JS-86.5
Ageism and Narratives: Negative Images of Aging and Stories in Later Life

Saturday, 21 July 2018: 13:30
Location: 718A (MTCC SOUTH BUILDING)
Oral Presentation
Tomoko TAMARI, Goldsmiths, University of London, United Kingdom
Aging is a pressing social issue for contemporary societies and that is often related to personal concerns about declining mental and health conditions. The paper provides an initial exploration of images of aging through considering both ageism and gerotranscendence by examining the validity of personal life story narratives as a research method. The focus is not on whether the stories were based actual events, rather the concern is on how and why the stories are formulated by older people who seek greater self-integration by editing their own narratives produced over time. The life-stories are formulated by a complex process which entails them being continuously re-written and re-interpreted to assimilate to dominant discourses and normative images of aging. The stories can also emerge in interaction processes which are produced by specific social and political relationships between speakers and listeners in various contexts. To articulate this process, the paper examines older people’s self-internalizing (self-victimizing) processes of ageism which often implies negative images of aging.
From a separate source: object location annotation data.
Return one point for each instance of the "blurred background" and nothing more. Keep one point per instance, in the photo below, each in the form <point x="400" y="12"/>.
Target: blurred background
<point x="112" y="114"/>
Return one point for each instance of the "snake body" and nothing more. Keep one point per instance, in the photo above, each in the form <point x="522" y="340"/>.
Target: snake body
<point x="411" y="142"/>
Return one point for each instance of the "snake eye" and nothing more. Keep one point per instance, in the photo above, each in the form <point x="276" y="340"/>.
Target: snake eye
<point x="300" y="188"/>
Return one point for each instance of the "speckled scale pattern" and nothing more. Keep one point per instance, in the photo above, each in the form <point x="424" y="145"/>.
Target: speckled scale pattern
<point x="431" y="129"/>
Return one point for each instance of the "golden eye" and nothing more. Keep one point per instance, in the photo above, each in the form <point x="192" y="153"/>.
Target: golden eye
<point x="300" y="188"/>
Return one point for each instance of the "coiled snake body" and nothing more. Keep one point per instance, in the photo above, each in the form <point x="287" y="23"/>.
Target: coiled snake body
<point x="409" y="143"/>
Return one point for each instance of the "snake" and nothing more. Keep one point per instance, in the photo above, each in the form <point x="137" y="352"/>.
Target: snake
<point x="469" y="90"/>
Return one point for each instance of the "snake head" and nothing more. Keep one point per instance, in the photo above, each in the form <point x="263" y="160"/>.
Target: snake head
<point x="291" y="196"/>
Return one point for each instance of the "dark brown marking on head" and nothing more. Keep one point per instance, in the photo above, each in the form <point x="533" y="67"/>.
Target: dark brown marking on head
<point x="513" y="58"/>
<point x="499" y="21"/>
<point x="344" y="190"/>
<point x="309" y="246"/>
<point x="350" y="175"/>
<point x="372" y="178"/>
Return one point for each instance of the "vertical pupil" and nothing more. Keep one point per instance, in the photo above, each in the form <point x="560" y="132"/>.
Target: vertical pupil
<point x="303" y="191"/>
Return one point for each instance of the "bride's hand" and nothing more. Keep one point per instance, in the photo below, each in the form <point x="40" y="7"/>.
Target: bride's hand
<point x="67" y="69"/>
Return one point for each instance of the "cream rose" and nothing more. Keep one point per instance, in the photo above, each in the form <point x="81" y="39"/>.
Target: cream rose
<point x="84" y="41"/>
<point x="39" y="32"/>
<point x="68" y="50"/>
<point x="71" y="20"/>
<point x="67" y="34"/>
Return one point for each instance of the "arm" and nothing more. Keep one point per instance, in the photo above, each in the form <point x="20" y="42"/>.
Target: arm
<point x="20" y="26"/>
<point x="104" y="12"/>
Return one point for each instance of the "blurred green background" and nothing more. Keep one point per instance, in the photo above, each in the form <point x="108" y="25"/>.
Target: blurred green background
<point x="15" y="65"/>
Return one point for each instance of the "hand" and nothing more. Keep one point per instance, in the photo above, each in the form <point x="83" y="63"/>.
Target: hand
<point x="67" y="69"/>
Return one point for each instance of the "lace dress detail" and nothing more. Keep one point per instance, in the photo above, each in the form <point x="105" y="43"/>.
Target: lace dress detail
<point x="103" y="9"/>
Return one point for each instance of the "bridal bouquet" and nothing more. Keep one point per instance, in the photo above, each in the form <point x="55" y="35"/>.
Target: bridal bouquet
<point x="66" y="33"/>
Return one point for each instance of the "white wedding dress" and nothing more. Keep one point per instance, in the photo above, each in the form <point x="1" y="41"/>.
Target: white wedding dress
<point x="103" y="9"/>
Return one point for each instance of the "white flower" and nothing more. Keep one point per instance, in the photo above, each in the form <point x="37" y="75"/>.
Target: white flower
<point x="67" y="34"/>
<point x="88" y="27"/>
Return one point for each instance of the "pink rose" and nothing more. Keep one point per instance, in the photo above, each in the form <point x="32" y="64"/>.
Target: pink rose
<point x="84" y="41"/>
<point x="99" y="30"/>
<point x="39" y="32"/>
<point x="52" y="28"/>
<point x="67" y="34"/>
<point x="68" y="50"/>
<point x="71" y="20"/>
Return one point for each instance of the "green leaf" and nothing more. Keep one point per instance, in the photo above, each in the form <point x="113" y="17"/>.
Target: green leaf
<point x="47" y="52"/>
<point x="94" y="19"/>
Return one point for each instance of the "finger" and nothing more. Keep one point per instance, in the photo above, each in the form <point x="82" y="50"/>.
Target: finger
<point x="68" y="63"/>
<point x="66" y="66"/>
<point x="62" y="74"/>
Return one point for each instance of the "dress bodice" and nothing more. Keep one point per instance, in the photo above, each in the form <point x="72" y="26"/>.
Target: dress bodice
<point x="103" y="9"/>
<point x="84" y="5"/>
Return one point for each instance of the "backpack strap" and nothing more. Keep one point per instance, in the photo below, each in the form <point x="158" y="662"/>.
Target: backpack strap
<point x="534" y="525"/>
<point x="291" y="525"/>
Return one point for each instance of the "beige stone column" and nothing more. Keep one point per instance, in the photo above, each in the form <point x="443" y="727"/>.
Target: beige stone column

It also critically investigates the possibility of life satisfaction in later life (gerotranscendence) from both sociological and psychoanalytical perspectives. By doing this, the paper seeks to unpack the mechanisms involved in socially constructed ageism to investigate the ways in which ageism becomes embedded in the older people’s self-perception and incorporated into images of aging in social life. The life-stories can therefore be seen as reflections of aging people’s lived life. The conclusion proposes ‘individual autonomy’ which the emphasizes significance of listening to the older people’s voices, and understanding the social and political backgrounds of their life-stories, in order to adjust to contemporary aging society.